Some people spend their days walking through their lives living every moment within a haze. They get up and shower, shove some food down their throats, run out the door and plod through their work day. Then when the day is done they might grab a drink, head home, toss a Hungryman in the microwave and plop down in front of Angry Housewives before heading to bed and sleeping until they start again the next day.
God that scares the shit out of me.
Note: If I ever end up that way please kick me in the ass, head, or other various bodily part.
I have seen too many people doing exactly that with their lives, which truly equates to doing "nothing" with their lives. At least, it's nothing if there is no enjoyment within it.
I have set myself a few rules for my life over the years:
The first is about stressing over things. It's pretty simple: If there is absolutely nothing I can do to affect the outcome of something, then it is of absolutely no use for me to stress over it. All I end up doing is stressing myself for no reason.
The second is probably just as if not even more important: Enjoy everything you can.
Ok, I know this might sound a little (or a lot) hedonistic, but I don't mean it in the sense that I need to go out and bed everything that moves. Rather, I mean that I want to enjoy everything I do, be it watching a play, reading a book, or even just something as simple as holding someone's hand.
One example of this is cooking. For those of you who truly know me, you know that I have a difficult time sharing my kitchen. That is, I love sharing the product of my kitchen, but it is difficult for me to be out of it. My mother was a wonderful cook (I know, everybody says this...) and she was adventurous in what she did. More importantly, she showed me how to work in the kitchen. I watched her prepare meals and I learned by her example. Now when I am in the kitchen I will find myself stopping and thinking of her at some of the oddest of times. Just tonight I was making spaghetti sauce and it brought her back to me. But the point is not about her, but rather the joy I learned from her when I am cooking. To prepare a meal for someone and then have them enjoy it makes my day.

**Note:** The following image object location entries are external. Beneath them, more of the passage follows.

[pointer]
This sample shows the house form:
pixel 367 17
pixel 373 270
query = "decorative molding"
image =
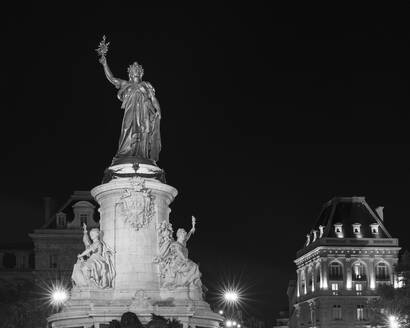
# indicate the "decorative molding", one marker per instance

Oh, and then there is driving. I love to drive. More importantly, I love to drive with the windows down. (Ok, nobody make jokes about how I love how my hair blows in the breeze....) I do love the feel of the wind. On a dry day I will hang my arm out the window and enjoy the feeling of 60 mph winds with all the glass rolled down. And on a day of downpours I can enjoy the stinging numbness that comes with the water. And of course the zen moment of truly feeling that you are part of the car. There is this moment where you know you are part of this 2000 pound machine and it responds to your every whim. Gotta love that. (Somewhere in the background Tim Allen is making grunting noises, I know it.)
If am walking I love to go uphill where I can feel my quads lifting. When I read a book, I try to really put myself into the part of the character to really get what the author was trying to convey (which, admittedly can be a bit awkward when the main charachter is a seventeen year old girl, or a 63 year old grandmother of 19. but still...). When I am exploring a new neighborhood I want to be lost so I can truly find my way home.
Oh, and speaking of which, I love when my brain is able to complete more of its mental map of a place. There is such a strange geeky rush I get when I suddenly go, "Holy shit, I know exactly where I am now!" in a place that I have rarely ever traveled.
Basically, I try to understand the moments as they come to me. All you have to do is look at the obvious, and then see the things which most people miss. Look closer. Find the unique experience in everything you do. It might just be the feel of the fabric of your bedsheets just after they have been washed and then put on the bed while still warm. It might be sound of tiny rocks and broken pieces of shell on the beach as the water pushes them back and forth with waves. It might even be the smell of the sap of a Douglas fir that you catch in the air as you are cleaning up your yard after a windy night. Whatever it is, savor it. Drink up the moments. Live each one instead of simply letting them pass you by. Enjoy the feel of the skin of your loved one's cheek. That's my rule to myself.
Even now I have found myself practicing this rule. I have been enjoying the thoughts that have been going through my head as I write this. Good memories have surfaced and I feel just a bit lighter. Maybe I've got something here. Maybe I'm doing something right.